What are they really doing?
Everyone who cares about students with disabilities is troubled by Arne Duncan’s latest NPR blathering over the Obama administration’s plans to get even tougher on special ed. and to test these students more and include their scores in the National Assessment for Education Progress known as the Nation’s Report Card.
I have been trying to understand. I mean they can’t be that dense when it comes to kids with special needs.
When they started the conversation by saying that 6.5 million students with disabilities weren’t getting a “quality education,” I thought, Hallelujah! They finally know that what they have been doing, like forcing students with developmental disabilities to take burdensome tests that are unrealistic, can be likened to child abuse.
But they were teasing. Instead, they have taken a turn for the worse. Duncan said, “It’s not enough for a state to be compliant if students can’t read or do math,” and he added, “We must have a system that will do more than just measure compliance.”
Do more than measure compliance?
Making each student wear a ball and chain comes to mind.
But what are they really getting at? Surely they have seen the outcries about high-stakes testing with these kids.
Duncan, with support from Kevin Huffman, who is hanging onto his job in Tennessee by a slippery spaghetti noodle (honestly, how many petitions to remove him does it take?), spoke out demanding even more accountability.
Huffman believes, or so he says, that all students with disabilities, and they were talking about those with developmental disabilities too, should be made to comply through more homework.
Both men insist students in special education pass the tests, because it does them a disservice not to.
You can save yourself a bottle of aspirin trying to figure out how these two got to be such high-powered leaders in education without an ounce of understanding about students with special needs. Behind their dog and pony show there is a calculated reason behind all their bizarre test and homework talk. It is designed to fool us.
The real agenda is not to make special education students their so-called idea of “normal.”
The real reason for all their get tough talk is to rid the country of special education services.
The fact is there has been a concerted effort for years to get rid of special education. It did not start with Arne Duncan and it probably won’t end with him either.

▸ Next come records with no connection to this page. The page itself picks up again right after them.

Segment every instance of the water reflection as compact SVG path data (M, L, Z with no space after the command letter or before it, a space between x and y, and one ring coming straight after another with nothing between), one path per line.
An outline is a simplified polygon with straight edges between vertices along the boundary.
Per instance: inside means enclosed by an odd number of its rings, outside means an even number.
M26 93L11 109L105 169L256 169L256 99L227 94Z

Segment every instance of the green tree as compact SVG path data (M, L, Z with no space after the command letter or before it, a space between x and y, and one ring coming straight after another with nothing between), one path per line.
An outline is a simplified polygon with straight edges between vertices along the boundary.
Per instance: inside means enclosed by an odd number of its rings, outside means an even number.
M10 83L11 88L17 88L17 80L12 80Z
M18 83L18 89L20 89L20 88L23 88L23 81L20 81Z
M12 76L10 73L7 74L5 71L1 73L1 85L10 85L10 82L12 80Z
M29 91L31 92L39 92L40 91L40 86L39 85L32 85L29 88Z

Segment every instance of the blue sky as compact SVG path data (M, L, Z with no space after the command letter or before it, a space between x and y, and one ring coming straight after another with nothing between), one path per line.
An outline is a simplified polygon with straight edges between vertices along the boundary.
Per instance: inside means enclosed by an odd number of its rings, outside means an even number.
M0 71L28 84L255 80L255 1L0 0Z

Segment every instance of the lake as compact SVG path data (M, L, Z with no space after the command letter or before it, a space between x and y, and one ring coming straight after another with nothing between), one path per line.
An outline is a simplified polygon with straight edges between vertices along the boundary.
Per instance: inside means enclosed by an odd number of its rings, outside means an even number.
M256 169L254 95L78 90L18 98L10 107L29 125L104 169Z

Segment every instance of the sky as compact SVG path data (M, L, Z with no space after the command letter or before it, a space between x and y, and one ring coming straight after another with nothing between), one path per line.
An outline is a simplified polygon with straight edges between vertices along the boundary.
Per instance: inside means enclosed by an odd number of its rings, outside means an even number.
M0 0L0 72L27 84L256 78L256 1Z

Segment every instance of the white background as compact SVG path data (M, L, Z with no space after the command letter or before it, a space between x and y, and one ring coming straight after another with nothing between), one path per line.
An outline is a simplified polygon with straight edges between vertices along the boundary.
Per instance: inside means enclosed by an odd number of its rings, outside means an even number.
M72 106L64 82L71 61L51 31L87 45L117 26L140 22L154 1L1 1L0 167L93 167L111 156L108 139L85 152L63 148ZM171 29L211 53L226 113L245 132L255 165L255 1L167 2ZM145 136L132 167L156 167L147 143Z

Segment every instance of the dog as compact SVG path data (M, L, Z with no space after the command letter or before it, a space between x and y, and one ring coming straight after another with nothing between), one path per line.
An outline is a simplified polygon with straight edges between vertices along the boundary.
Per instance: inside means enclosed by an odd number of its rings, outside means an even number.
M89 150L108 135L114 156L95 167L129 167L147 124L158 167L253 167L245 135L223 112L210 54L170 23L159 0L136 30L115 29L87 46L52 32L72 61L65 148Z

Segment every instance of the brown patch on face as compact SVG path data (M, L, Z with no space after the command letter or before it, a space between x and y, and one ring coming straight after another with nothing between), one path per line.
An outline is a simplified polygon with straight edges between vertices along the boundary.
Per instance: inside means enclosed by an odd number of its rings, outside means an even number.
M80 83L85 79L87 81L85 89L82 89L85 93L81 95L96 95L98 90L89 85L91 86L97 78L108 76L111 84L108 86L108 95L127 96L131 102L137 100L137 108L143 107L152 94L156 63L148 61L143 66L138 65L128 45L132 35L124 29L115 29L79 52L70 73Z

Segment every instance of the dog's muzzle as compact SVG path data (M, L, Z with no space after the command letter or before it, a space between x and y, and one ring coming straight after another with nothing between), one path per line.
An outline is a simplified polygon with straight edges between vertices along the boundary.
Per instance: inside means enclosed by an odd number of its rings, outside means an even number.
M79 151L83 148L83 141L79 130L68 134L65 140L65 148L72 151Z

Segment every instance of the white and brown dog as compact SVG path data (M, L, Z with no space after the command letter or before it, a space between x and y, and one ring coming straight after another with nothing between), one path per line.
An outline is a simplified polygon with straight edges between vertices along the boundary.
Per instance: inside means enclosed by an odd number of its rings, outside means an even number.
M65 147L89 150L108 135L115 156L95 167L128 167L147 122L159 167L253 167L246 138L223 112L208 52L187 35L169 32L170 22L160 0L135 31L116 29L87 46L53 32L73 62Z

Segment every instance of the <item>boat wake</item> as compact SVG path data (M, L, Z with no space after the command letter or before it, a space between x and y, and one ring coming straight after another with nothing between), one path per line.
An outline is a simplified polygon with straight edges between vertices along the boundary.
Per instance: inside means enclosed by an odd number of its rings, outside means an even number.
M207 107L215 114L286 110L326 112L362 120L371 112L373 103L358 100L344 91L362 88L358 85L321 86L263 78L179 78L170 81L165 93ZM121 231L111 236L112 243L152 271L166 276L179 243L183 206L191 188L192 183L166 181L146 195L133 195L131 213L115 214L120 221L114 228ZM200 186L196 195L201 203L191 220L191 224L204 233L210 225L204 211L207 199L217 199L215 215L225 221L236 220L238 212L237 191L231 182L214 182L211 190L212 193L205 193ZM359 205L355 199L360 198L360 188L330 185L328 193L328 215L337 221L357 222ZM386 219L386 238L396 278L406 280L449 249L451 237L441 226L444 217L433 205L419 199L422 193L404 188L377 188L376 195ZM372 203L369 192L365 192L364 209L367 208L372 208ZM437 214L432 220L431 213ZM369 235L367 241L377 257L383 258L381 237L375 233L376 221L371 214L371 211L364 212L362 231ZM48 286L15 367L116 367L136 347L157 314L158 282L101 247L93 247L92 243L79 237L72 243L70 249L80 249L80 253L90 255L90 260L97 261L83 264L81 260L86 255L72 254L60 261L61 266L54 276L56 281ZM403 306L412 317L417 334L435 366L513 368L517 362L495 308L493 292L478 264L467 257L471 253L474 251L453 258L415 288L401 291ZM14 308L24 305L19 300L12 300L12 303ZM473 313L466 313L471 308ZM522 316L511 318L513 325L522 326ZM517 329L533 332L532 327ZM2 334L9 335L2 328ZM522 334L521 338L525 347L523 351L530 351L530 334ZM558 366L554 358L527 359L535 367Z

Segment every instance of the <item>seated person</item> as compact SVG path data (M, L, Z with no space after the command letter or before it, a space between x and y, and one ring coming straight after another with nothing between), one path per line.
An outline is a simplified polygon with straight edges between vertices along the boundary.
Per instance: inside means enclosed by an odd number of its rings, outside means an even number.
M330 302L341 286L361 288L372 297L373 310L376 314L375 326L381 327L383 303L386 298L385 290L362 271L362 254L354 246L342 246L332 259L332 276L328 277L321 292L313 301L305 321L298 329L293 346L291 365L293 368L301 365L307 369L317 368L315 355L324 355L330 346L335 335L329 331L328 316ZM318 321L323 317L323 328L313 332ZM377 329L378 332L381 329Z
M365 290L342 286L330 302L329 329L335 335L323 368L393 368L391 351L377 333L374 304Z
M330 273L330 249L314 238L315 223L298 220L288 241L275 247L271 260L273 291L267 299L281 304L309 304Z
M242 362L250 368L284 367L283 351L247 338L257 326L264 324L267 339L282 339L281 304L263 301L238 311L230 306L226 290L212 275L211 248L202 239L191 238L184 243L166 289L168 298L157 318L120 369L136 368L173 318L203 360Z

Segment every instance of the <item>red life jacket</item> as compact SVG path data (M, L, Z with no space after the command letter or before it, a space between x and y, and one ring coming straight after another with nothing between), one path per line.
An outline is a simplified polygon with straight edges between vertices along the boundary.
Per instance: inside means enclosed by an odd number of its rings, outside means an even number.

Consider IDEA 1997 and IDEA 2004. Why did they come up with those reauthorizations? If you think throwing all kids into regular classes, in the name of inclusion, and curbing parental rights for legal representation is a gift, think again.
Many of us realize that special education has been dying a slow death for a long time. See here about the destruction of special ed.
Special ed. has always been a pain to local, state and federal cheapskate politicians. Since the creation of Public Law 94-142, one of the best laws ever, there have been detractors who have worked to undo all the progress that has been made on behalf of those with disabilities. To do special ed. right is costly.
The sad fact is the ed. reformers know special ed. requires credentialed, well-prepared teachers and good programming and they don’t want to pay for it. Charter schools don’t know how to serve these children…or they don’t want to pay for it. And it is tough to implement good special education with Teach for America.
You also can’t sell Common Core State Standards. Special education is a great indicator to show the importance of differences. You can’t put everyone on the same page, with any of the standards really, if students require an Individual Educational Plan. See here.
The NPR show ends with Duncan speaking of a $50 million technical-assistance center for states concerning students with disabilities passing more difficult assessments. However, my guess is it isn’t about helping teachers help the students, no. It is about showing that teachers are failing when they can’t get these students to pass the regular tests.
The next step will be their excuse to pull $11.5 billion in federal funding to states for special education! They are already targeting Delaware, California, Texas, and Washington DC.
Then what will happen to students who need special ed. services? You tell me. My guess is we will see more charters claiming to be just for students with disabilities run by the TFA types. Wealthier parents might pay hefty prices for private schools, which, for the most part, have shown little proof of serving this population well, if at all.
Poor students with disabilities? Where will they go for help?
So are students with special needs doomed? I don’t think so. I’m remembering the court cases PARC v.Commonwealth of Pennsylvania and Mills v. Board of Education of the District of Columbia. There are other cases too.
I am actually encouraged. I see special education as the Achilles heel of the reform movement. Duncan and his ilk don’t know how to assist these kids, and parents find the “high expectations” talk shallow. What parent has low expectations for their child? What person becomes a teacher not to expect great things for their students?
The real beauty of all this, the silver lining, is that parents of children with disabilities, while desiring the best quality education and assistance, have learned how to love their children unconditionally. They don’t need high test scores to show them their student’s worth. They see the beauty every day in the stuff of this world that really matters. There are a lot of these parents and they aren’t the silent types.
And if it has been done before, it can be done again. We can fight for the rights of children. The ed. reformers know this. It is what they are afraid of.
So, we must look beyond these outrageous acclamations by Duncan and his ilk and remember these words: Free Appropriate Public Education, or FAPE for short. Say it to yourself over and over again.
It is what our students deserve…every single one of them. And it is our job to ensure that they get it.